It hardened the runtime where it counts. The line counter is the kind of feature that looks fine and then double-counts in a live demo. GLM 5.2 reasoned about it carefully: it kept the crossing cooldown in consistent time units so it actually fires, it skips tracks that are momentarily lost so an out-of-date position cannot trigger a phantom crossing, and it cleans up stale state as tracks leave the frame. These are the details that separate a demo from a tool you can trust on real footage.

It tuned detection quality with eyes open. It runs COCO-SSD on the mobilenet_v2 base for higher accuracy, with a confidence threshold low enough to catch partially hidden objects and a box cap high enough for busy traffic scenes.

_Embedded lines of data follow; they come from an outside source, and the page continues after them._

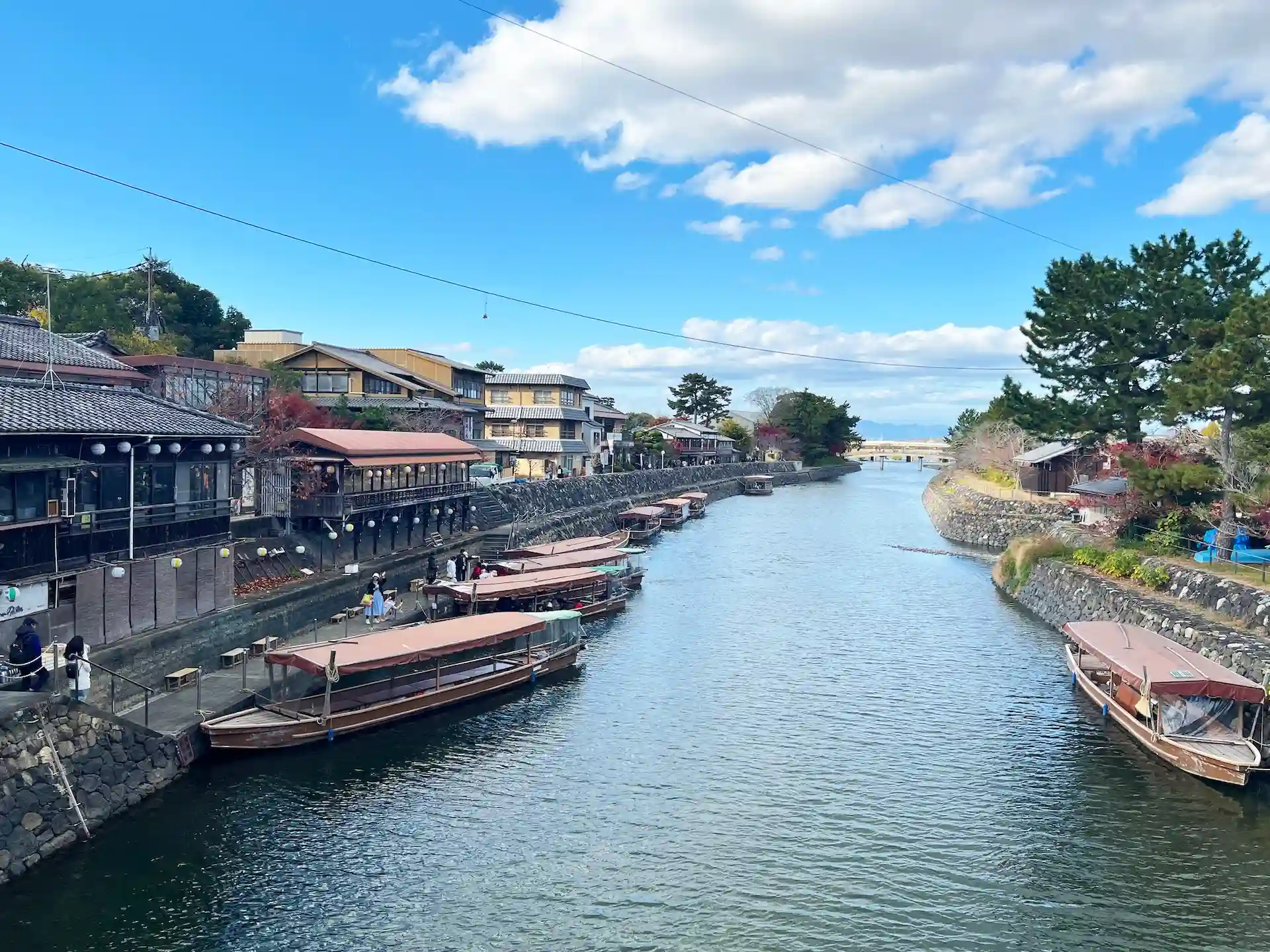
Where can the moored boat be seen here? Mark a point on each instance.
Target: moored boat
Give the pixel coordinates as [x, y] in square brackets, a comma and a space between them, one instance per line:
[675, 512]
[614, 539]
[1183, 707]
[698, 503]
[756, 485]
[643, 522]
[585, 589]
[429, 666]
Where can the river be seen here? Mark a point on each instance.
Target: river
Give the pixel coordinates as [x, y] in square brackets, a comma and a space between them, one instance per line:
[796, 738]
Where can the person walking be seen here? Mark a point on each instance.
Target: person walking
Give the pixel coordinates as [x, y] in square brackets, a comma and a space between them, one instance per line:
[77, 668]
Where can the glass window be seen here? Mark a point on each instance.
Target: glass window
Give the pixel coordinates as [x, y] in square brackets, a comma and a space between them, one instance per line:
[378, 385]
[163, 481]
[114, 488]
[31, 495]
[7, 508]
[88, 489]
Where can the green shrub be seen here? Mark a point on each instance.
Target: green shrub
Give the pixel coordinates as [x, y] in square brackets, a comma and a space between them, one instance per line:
[1000, 477]
[1119, 564]
[1087, 555]
[1154, 576]
[1166, 539]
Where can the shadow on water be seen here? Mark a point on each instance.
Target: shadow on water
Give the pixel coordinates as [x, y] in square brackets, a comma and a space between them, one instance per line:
[796, 738]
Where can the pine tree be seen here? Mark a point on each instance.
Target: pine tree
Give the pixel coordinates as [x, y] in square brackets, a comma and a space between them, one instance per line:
[1224, 376]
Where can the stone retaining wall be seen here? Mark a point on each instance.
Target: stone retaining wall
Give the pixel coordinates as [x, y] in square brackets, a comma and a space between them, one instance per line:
[962, 514]
[112, 766]
[1060, 592]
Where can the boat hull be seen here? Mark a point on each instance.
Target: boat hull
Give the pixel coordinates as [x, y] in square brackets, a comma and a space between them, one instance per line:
[1210, 768]
[237, 733]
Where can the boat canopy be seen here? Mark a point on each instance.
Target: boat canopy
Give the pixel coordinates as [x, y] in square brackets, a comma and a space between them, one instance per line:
[563, 546]
[567, 560]
[408, 644]
[521, 586]
[1137, 654]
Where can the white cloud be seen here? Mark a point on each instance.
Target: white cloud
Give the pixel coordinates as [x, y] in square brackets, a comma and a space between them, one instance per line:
[1235, 167]
[730, 227]
[984, 95]
[638, 374]
[793, 287]
[632, 180]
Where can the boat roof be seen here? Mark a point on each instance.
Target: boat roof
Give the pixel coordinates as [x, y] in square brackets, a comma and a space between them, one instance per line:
[570, 545]
[520, 586]
[1136, 653]
[566, 560]
[408, 644]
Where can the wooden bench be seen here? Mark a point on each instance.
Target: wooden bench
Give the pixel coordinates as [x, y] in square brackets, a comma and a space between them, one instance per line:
[261, 645]
[179, 680]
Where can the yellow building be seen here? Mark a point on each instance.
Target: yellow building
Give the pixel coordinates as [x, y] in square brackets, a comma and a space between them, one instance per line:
[444, 395]
[539, 423]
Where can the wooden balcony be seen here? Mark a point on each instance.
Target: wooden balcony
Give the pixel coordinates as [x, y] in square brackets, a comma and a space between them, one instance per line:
[333, 506]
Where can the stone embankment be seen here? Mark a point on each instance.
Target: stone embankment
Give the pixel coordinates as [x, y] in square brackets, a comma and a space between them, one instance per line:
[550, 509]
[962, 514]
[1221, 619]
[111, 766]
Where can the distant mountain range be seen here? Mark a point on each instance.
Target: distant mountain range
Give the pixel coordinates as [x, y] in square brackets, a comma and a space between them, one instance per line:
[869, 429]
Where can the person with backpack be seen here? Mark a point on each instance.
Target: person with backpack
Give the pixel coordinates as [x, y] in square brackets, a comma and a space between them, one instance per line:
[28, 654]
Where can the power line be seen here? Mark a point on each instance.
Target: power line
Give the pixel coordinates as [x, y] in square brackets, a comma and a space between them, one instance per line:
[478, 290]
[775, 131]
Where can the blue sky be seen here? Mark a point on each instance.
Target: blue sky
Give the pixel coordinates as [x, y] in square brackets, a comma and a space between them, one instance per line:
[295, 117]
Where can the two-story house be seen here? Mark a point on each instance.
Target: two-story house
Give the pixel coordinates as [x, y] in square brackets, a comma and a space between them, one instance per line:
[697, 444]
[538, 422]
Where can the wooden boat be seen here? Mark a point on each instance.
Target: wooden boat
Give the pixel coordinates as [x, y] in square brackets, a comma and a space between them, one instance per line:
[1185, 709]
[429, 666]
[642, 522]
[585, 589]
[756, 485]
[624, 561]
[698, 503]
[676, 512]
[614, 539]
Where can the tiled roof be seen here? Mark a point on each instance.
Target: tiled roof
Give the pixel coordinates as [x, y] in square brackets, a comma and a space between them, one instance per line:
[535, 413]
[546, 380]
[529, 444]
[359, 403]
[37, 407]
[24, 340]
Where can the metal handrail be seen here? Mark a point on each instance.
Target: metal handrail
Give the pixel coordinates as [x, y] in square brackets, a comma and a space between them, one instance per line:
[146, 688]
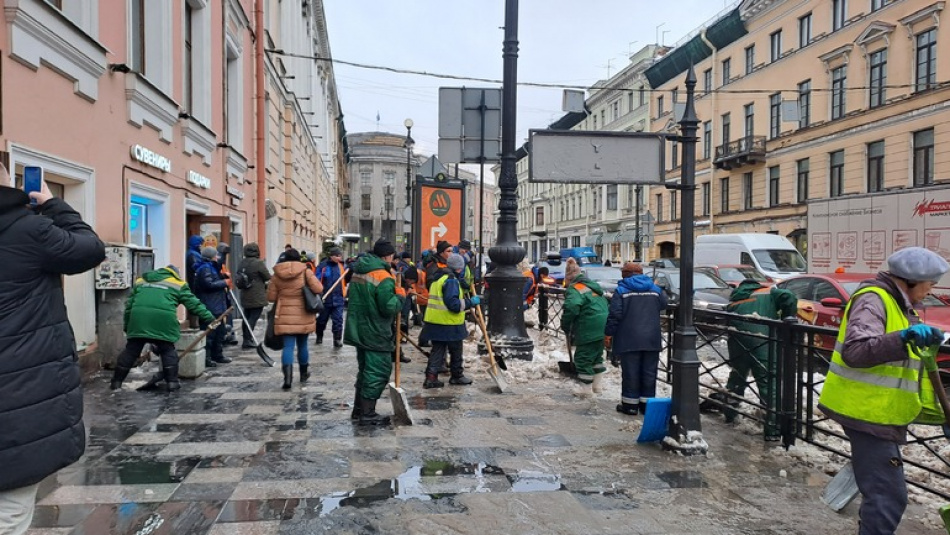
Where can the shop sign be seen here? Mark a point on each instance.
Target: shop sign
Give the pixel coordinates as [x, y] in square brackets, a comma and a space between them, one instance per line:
[199, 180]
[153, 159]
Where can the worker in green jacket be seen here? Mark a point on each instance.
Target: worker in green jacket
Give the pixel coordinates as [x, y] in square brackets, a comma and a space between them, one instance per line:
[754, 352]
[374, 302]
[151, 317]
[583, 318]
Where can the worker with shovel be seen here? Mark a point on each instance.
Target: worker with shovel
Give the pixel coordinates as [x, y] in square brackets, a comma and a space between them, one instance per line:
[444, 323]
[151, 317]
[876, 386]
[584, 319]
[633, 331]
[374, 302]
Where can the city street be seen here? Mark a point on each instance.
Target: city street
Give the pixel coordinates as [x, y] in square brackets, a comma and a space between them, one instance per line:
[232, 453]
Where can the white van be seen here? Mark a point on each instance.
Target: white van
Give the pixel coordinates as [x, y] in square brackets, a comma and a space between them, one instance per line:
[773, 255]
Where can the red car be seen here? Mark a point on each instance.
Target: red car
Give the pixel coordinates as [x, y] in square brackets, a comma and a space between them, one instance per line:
[822, 298]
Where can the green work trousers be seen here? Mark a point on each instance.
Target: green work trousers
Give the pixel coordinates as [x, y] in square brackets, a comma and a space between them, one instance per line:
[374, 370]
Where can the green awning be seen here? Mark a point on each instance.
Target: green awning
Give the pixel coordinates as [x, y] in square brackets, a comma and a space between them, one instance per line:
[611, 237]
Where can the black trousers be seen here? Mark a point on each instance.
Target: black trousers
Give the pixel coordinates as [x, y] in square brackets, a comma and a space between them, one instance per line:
[252, 315]
[134, 346]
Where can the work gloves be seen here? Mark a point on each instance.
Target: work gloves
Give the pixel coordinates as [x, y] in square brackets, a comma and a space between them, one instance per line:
[922, 335]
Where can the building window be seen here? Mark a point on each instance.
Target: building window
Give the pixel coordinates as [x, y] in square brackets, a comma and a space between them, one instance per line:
[775, 115]
[804, 31]
[804, 103]
[774, 186]
[747, 191]
[802, 184]
[749, 119]
[836, 174]
[924, 157]
[724, 195]
[707, 201]
[875, 166]
[707, 139]
[775, 46]
[839, 14]
[725, 128]
[878, 75]
[926, 60]
[839, 78]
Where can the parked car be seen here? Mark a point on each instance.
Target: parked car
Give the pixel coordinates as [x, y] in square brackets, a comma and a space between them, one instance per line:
[710, 292]
[734, 274]
[823, 297]
[606, 277]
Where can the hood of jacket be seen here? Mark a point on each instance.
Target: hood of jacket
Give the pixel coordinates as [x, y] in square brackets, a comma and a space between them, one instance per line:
[594, 286]
[194, 243]
[289, 270]
[13, 206]
[636, 283]
[370, 262]
[745, 290]
[160, 275]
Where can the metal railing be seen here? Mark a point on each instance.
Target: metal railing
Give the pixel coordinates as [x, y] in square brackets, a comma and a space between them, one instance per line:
[790, 362]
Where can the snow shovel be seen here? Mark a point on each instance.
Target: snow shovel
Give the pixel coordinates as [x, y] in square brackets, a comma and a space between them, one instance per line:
[159, 376]
[258, 346]
[656, 419]
[568, 368]
[397, 395]
[497, 376]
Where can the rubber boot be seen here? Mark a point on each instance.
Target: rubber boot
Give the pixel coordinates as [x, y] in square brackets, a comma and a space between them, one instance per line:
[598, 385]
[459, 379]
[357, 410]
[432, 381]
[118, 376]
[171, 378]
[288, 376]
[368, 415]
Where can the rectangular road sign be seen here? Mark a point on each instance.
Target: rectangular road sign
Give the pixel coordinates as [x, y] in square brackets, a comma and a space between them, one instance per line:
[588, 157]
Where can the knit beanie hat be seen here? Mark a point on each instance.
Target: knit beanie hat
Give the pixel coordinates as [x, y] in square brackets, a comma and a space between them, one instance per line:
[383, 247]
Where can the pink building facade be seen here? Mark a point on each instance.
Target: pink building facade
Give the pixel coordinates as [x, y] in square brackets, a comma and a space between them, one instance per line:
[141, 114]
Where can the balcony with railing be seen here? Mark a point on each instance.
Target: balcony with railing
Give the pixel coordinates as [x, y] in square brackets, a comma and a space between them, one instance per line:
[744, 151]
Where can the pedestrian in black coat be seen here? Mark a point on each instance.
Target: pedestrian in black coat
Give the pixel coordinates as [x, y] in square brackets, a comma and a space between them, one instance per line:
[41, 428]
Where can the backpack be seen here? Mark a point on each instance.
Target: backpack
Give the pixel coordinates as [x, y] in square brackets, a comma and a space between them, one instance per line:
[242, 280]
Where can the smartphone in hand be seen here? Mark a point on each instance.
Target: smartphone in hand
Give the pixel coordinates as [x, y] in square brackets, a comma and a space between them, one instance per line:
[32, 180]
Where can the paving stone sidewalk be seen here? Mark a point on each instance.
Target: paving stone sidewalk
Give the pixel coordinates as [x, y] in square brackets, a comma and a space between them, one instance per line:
[232, 453]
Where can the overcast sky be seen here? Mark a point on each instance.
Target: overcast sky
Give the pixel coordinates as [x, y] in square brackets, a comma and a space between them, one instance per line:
[560, 41]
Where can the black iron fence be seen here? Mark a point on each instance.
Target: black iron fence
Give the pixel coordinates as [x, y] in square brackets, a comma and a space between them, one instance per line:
[785, 364]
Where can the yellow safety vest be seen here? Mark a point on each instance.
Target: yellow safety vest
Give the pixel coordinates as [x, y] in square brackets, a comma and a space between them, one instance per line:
[436, 311]
[893, 393]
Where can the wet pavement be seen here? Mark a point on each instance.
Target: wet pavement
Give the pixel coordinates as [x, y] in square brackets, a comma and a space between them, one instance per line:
[232, 453]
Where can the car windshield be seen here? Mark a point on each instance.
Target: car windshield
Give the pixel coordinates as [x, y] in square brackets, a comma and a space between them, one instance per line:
[739, 274]
[781, 260]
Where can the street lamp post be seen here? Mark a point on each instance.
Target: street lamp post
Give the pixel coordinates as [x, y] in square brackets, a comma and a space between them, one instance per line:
[408, 124]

The tracker is tuned so IDs survive longer occlusions. And it surfaces the tradeoff plainly: the stronger base costs some CPU speed, with a sample-rate dial to tune it. You get accuracy and control, not a black box.

It optimized performance and UX on its own initiative. It lazy-loads TensorFlow.js, about 2.1 MB, as its own separate chunk, so the initial app bundle is just 185 KB and the UI is interactive almost immediately while the model loads in the background. It built an auto-detecting class filter that populates itself as objects appear in the video, plus a live analysis panel that shows what is being tracked at a glance. None of that was spelled out in the brief. The model saw what the product needed and built it.

The throughline is coherence. Across a large, evolving codebase, GLM 5.2 remembered its own decisions, kept the contracts consistent, and made each version better than the last.

How It Performed

A few honest observations from running the full build through NEO on GLM 5.2.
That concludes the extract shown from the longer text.